McAdams said since the internet giants are mostly based in the United States, the tax dollars that Canada puts into those companies are leaving the country rather than being reinvested to produce Canadian content or employ local workers.
Another concern is that traditional broadcasters and digital giants are not on a level playing field, said John Petrie, a retired broadcaster. Traditional broadcasters are tied up by many rules while internet-based radios have few regulations.
“Traditional radio has to follow certain rules such as playing 35 percent Canadian content, follow the Canadian Broadcast Standards, playing the music they are licensed to play,” Petrie testified.
“As radio moves to the internet, and most stations now streamed through an app such as the Radioplayer Canada app, what will the rules for the internet be? Will they still have to play 35 percent CanCon (Canadian content). [Will] the Spotify or Apple Play or Google Music play 35 percent CanCon?” he added.
Individual Rights, Personal Privacy
Free speech advocates have raised concerns that the proposed legislation to regulate social media would undermine individual rights and personal privacy.
“Governments like to think they are the arbiters of regulations and rules, but we saw in the U.S. election, big companies such as Twitter, Facebook, and YouTube were making up the rules deciding on what content could be shared,” Petrie said.
“The question is, do we need controls or do we let people decide themselves on what people want to hear and listen to?”
During a heritage committee hearing on Jan. 29, Kevin Chan, global director and head of public policy for Facebook Canada, said the company will “remove anything that violates our committee standards.” His comment was in response to a question by Liberal MP Anthony Housefather, who asked if Chan agrees that “Facebook has an obligation to deal with” content that violate its policies.
Chan noted that “there are 35,000 people that work on content moderation on Facebook,” although he said he was unable to provide the committee with the exact number of content moderators based in Canada.
“Facebook’s community standards actually set out rules of engagement on our platform. They deal with bullying and harassment, they deal with disrespectful conducts, and we set out very clearly what is and isn’t allowed on the platform,” Facebook Canada’s policy manager Rachel Curran said during the hearing.
Facebook Canada said it welcomes more regulations and looks forward to working with the federal government on “drawing the right line” between moderating harmful content and avoiding “over-regulating people.”

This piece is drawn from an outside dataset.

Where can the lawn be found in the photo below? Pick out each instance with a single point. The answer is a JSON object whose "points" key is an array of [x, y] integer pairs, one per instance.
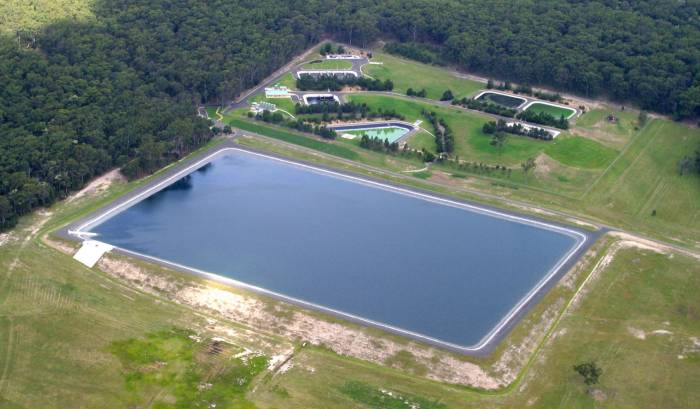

Petrie pointed to data collection as a major privacy concern.
“Who owns that data, who owns the information about me? I think we kind of have to look at that as a nation, because right now … Google or Facebook own that data, which is important for their advertisers,” he said.
“In the end, the question is: What do Canadians want from the media? They want to be informed, they want to be entertained, and they want the freedom to choose where they get their information and entertainment from.”